The Biscayne Times

Jul 22nd
Take Five, from Chile PDF Print E-mail
Written by Jacqueline Coleman, BT Contributor   
September 2017

Red, white, and you: Agreeable wine for $12 or less

OVino_2ver the past two decades, Chilean wines have experienced a surge in worldwide popularity, partly as a result of a more globalized wine trade, but also because higher-quality wines are being produced in the region. With an increase in exports, wine lovers around the world can indulge in some of the most delightful and economical wines made in the New World.

Today Chile is the world’s seventh-largest producer and fourth-largest exporter of wine, and while it may seem like Chile is a new wine powerhouse, this country actually has a deep history in winemaking. The humble beginnings of Chilean viticulture date back to the time of the conquistadors.

In the mid-1500s, missionaries from Spain transported grape vines to the New World to make wine for Catholic mass, and by the end of the 16th century, Chile was a wine-producing country. The industry continued to excel through the end of the 1800s, when the rest of the wine world was battling the relentless root louse, grape phylloxera. Due to Chile’s geographical position, protected by the ocean and the Andes Mountains, it was safe from phylloxera, and the country experienced a Golden Age of wine long before the modern winemaking machine we see today.
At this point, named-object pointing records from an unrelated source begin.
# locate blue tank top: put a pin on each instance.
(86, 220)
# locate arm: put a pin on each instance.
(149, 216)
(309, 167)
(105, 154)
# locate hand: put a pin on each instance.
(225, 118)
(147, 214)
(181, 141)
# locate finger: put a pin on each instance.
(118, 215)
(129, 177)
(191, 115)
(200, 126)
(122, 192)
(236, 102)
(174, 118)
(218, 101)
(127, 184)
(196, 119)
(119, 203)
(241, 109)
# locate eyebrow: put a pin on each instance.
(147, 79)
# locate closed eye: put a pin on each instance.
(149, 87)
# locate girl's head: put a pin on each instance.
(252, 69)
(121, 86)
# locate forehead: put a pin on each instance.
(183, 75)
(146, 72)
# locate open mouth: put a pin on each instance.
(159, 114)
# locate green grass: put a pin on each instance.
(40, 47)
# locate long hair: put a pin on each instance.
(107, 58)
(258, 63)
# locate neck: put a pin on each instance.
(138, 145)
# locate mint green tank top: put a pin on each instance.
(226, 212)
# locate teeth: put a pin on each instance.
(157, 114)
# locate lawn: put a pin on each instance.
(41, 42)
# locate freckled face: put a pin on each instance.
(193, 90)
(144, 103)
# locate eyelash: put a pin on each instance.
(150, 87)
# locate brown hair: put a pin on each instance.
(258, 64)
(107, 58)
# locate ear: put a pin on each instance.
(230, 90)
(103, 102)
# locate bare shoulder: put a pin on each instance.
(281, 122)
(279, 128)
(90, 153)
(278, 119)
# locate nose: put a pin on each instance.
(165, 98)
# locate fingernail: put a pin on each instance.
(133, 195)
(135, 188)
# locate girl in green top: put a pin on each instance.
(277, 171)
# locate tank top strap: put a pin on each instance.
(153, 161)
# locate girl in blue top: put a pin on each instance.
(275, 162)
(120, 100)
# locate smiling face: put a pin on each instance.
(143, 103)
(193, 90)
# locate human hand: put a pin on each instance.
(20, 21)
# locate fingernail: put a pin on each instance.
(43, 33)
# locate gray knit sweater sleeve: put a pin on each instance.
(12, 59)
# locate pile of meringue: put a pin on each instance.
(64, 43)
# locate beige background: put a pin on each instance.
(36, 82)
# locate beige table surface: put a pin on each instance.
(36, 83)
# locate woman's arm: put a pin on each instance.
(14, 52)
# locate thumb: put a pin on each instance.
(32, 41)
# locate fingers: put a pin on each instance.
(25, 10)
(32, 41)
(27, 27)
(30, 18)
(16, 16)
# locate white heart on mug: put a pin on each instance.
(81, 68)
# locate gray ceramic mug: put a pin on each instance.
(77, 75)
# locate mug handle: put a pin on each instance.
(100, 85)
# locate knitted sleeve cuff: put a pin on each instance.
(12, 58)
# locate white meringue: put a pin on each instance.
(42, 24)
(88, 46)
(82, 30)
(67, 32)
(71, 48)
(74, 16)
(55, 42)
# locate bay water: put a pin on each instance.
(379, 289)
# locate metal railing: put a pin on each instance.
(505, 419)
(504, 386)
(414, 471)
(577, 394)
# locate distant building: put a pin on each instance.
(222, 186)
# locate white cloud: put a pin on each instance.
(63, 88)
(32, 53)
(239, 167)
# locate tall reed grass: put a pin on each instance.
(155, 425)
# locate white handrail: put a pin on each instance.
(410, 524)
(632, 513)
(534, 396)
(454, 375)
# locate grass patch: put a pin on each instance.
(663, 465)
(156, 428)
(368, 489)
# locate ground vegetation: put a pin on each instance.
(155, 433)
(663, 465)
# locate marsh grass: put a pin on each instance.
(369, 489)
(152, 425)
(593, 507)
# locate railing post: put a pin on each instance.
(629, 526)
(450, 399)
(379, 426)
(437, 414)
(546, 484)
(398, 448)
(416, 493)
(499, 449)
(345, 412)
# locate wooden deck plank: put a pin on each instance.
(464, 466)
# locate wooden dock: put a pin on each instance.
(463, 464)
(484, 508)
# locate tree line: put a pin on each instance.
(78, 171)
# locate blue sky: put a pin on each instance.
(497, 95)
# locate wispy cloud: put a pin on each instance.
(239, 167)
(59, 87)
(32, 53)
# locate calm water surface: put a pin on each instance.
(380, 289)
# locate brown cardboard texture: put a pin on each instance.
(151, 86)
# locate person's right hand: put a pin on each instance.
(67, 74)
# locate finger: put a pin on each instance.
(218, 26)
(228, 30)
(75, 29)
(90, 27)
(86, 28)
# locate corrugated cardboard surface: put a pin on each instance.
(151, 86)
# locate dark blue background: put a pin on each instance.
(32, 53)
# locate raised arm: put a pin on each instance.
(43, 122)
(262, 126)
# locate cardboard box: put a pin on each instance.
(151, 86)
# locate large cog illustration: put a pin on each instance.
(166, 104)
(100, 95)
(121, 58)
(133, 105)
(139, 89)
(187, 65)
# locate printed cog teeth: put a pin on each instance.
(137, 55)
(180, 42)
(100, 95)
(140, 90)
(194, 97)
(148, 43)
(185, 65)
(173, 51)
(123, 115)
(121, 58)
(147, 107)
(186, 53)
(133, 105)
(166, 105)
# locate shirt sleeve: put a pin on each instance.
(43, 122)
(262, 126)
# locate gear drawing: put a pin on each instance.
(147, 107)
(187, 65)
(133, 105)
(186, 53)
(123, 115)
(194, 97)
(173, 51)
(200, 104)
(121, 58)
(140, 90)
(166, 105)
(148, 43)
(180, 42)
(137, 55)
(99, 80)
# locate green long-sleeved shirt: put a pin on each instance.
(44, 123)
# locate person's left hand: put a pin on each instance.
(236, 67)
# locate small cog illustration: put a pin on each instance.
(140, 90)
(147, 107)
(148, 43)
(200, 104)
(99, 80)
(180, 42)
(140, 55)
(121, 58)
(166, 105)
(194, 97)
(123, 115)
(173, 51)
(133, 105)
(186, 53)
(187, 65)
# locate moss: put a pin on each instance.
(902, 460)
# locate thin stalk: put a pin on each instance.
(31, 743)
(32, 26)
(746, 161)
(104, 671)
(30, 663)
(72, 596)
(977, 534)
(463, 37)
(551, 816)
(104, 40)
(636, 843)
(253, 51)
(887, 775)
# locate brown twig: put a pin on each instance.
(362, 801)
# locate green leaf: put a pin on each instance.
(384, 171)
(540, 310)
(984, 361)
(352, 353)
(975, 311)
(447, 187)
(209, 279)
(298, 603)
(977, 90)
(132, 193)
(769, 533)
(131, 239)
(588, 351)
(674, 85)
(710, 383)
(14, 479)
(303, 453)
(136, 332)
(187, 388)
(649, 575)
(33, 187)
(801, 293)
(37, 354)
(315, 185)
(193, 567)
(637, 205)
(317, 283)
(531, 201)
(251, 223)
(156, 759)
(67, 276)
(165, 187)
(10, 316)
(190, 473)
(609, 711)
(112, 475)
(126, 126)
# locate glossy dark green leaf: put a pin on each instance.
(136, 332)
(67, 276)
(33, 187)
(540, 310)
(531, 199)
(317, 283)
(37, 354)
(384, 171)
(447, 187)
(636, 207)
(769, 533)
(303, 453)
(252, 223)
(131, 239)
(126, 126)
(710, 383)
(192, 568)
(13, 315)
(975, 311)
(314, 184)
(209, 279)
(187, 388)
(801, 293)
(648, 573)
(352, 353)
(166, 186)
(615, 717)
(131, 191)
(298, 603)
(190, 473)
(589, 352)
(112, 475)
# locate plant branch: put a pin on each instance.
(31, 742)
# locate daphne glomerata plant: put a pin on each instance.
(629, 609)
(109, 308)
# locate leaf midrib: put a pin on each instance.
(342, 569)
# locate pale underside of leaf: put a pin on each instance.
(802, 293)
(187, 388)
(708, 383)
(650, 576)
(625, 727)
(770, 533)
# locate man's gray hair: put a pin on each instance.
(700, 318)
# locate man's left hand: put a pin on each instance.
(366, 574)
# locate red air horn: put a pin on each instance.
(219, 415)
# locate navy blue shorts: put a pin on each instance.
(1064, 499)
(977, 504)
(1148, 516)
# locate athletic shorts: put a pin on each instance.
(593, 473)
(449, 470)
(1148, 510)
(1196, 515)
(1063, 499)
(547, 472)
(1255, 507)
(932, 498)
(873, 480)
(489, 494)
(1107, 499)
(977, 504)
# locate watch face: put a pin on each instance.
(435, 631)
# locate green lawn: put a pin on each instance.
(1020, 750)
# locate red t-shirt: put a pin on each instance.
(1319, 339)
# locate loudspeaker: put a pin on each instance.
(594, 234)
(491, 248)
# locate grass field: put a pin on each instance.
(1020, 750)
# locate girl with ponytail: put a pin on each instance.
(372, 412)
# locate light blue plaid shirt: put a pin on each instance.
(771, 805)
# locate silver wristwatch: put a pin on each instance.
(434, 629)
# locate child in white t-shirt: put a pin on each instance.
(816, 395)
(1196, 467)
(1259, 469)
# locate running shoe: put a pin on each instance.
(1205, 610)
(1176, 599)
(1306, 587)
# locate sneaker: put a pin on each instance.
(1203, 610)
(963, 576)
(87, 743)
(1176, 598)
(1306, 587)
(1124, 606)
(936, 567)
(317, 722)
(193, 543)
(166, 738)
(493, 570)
With warm, dry summers, ocean breezes, and a long range of hillside slopes, much of Chile has an ideal growing climate for premium grape vines. The five main grape varietals coming from this region today are: Cabernet Sauvignon, Merlot, Chardonnay, Sauvignon Blanc, and the popular red grape from Chile, Carménère. The good news is that here at Vino, we’ve curated a list with each of these Chilean varietals to try.

Though originally a native of the Bordeaux region in France, Carménère is now more widely planted in Chile, making it the Chilean wine to try.

Our first bottle is the 2015 Château Los Boldos Tradition Reserva Carménère, from the Cachapoal area of the Rapel Valley. This Carménère is soft on the nose, with the signature spicy dark cherry notes on the palate. There’s a hint of vanilla from the French oak aging, combined with decent acidity and tannins. Compare this to the 2015 Paisajes de Los Andes Carménère, with more chocolate and licorice on the nose, red cherry and less spice on the tongue. Paisajes is a milder Carménère, with ripe cherry and chocolate dominating the flavor palate.

Two Sauvignon Blancs from the Central Valley provide options for the white wine lovers. The 2016 Kaiwan Reserva Privada has intense tropical fruit on the nose, with robust pineapple and grapefruit flavor. The acidity of this wine is on the stronger side, and the finish is short, making it a nice sipping wine, but nothing more. The 2016 Viña Caballero Sauvignon Blanc is softer on the nose, with more floral and toasted coconut flavors making their way to the mouth. On the palate, this wine also lacks a finish to remember. Both Sauvignon Blancs are pleasant, but neither presents a sturdy structure.

The 2015 Vistamar Sepia Reserva Chardonnay offers a little more expression. This wine from the Casablanca Valley area, known for quality white wines, shows slight spice and nut on the nose due to French oak aging. Pear, candied apple, and papayas round out some of the fruit flavors discoverable in Vistamar’s Chardonnay. A hazelnut cream finish will linger delicately on the back of your tongue as you finish your sip, preferably paired alongside creamy white sauce on fish or white meat.

With strong smoky red berry notes laced with cocoa, the 2015 Frontera Merlot, a reliable Concha y Toro brand out of Chile, is a delightfully smooth Merlot. There’s not a lot of weight to this wine, so I’d skip serving it at dinner and reserve it for an aperitif or dark chocolate dessert.

Lastly, my favorite label of the wines: the creative 2016 Lucky Goat Cabernet Sauvignon. This wine has just as funky a flavor as the design on the bottle. Red raspberries and plum dominate on the nose, with hints of earthier mushroom, too. The berries carry over to the palate and are met with medium tannins, but a weaker Cabernet structure. Bring your Chilean Lucky Goat to a fall barbecue, but not to your boss’s dinner party.